So I decided on three writers that I might be able to option their material and get some producer, or myself as producer, and then get some writer to do a screenplay on it, and maybe make a movie.

And so the three projects were “Do Androids Dream of Electric Sheep,” “Naked Lunch” and a collection of Bukowski. Which, in 1975, forget it — I mean, that was nuts. Hollywood would not touch any of that, but I was looking for something commercial, and I thought that all of these things were coming.

There would be no Blade Runner if there was no Ray Bradbury. I couldn’t find Philip K. Dick. His agent didn’t even know where he was. And so I gave up.

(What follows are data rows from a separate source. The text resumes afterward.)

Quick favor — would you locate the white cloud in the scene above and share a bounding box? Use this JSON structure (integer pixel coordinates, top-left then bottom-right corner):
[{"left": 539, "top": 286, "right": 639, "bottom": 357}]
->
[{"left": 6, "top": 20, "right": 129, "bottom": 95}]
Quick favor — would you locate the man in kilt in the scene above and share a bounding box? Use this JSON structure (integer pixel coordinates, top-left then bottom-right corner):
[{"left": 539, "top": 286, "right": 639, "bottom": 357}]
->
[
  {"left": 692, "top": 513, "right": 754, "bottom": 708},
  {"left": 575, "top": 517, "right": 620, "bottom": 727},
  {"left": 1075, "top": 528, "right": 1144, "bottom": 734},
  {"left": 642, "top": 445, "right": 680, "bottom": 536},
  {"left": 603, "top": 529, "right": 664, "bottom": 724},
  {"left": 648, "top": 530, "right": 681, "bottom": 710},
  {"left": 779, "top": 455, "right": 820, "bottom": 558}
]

I was walking down the street and I ran into Bradbury — he directed a play that I was going to do as an actor, so we know each other, but he yelled “hi” — and I’d forgot who he was.

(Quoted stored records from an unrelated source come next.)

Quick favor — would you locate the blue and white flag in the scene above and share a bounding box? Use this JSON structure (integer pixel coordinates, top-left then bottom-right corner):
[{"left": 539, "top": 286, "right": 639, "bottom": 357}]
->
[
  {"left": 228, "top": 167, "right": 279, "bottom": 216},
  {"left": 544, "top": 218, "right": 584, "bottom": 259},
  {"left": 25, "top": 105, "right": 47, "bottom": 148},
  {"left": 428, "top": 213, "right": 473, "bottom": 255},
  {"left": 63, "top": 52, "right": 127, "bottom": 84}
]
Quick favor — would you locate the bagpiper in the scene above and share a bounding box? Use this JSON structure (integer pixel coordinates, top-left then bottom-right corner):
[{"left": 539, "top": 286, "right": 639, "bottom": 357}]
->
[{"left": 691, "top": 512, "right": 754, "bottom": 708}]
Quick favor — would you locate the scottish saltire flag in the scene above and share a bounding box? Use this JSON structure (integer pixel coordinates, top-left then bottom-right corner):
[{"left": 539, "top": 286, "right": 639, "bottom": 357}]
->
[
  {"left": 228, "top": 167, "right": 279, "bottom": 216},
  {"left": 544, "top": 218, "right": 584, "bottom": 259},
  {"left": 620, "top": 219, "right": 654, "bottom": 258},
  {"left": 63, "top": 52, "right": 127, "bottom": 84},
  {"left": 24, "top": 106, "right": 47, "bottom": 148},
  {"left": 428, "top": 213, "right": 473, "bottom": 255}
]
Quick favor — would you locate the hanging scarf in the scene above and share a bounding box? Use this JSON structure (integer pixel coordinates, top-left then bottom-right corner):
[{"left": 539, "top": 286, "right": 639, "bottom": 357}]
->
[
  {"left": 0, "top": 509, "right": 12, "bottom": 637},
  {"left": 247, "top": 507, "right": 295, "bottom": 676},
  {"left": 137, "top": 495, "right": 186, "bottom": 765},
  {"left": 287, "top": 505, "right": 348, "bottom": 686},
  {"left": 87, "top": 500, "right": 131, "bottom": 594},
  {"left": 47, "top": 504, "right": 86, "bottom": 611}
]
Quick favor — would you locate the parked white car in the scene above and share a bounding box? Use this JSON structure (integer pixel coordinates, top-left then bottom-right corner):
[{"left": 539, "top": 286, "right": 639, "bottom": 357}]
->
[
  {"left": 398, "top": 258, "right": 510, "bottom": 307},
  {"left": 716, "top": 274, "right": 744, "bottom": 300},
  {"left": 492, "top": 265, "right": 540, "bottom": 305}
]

So at my girlfriend Barbara Hershey’s urging — I was with her at that moment — she said, “Talk to him! That guy really wants to talk to you,” and I said “No, fuck him,” and keep walking.

But then I did, and then I realized who it was, and I thought, “Wait, he’s in that realm, maybe he knows Philip K. Dick.” I said, “You know a guy named—” “Yeah, sure — you want his phone number?”

My friend paid my rent for a year while I wrote, because it turned out we couldn’t get a writer. My friends kept on me about, well, if you can’t get a writer, then you write.”